Segundo o TCU, Governo feriu a Lei de Responsabilidade Fiscal quando resolveu atrasar sistematicamente o pagamento dessas dívidas, com o intuito de forjar recursos maiores do que ele realmente tinha em caixa e, assim, continuar bancando diversos programas. A infração ocorreu porque esses atrasos podem ser considerados uma contratação de crédito com os bancos públicos, o que é proibido pela LRF.

Após investigações, o TCU chegou a uma lista de 17 culpados diretos pelas pedaladas - nenhum deles é a Dilma. O Tribunal deverá ouvir os responsáveis e deliberar sobre as punições. Entre os mais conhecidos estão o ex-ministro da Fazenda, Guido Mantega, o ex-secretário do Tesouro Nacional, Arno Augustin, o presidente do Banco Central, Alexandre Tombini, e Nelson Barbosa, que em 2013 foi ministro interino da Fazenda.

Outro ponto levantado pelo TCU e que tem gerado controversas no âmbito da gestão orçamentária são os créditos suplementares. Esses créditos são um instrumento de que o Governo dispõe na falta de recursos. A ideia é remanejar verba de um programa ou ministério para quitar o pagamento de outros projetos, mais prioritários. O TCU alega que essas operações, feitas pelo governo no final de 2014 e de 2015, são ilegais, pois a LRF determina que, na ausência de recursos disponíveis, é necessário contingenciar verba primeiro. O governo só contingenciou depois de ter enviado ao Congresso projetos para aumentar o déficit no orçamento.
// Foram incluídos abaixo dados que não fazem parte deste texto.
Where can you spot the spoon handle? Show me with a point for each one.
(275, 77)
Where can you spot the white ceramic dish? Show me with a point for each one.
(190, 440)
Além disso, o TCU afirma que o Governo deveria ter pedido autorização do Congresso para emitir esses créditos, que foram abertos por meio de decretos presidenciais.

As maquiagens contábeis de 2015 já são alvo de investigações no Ministério Público de Contas, mas não há previsão de quando o parecer do órgão será emitido.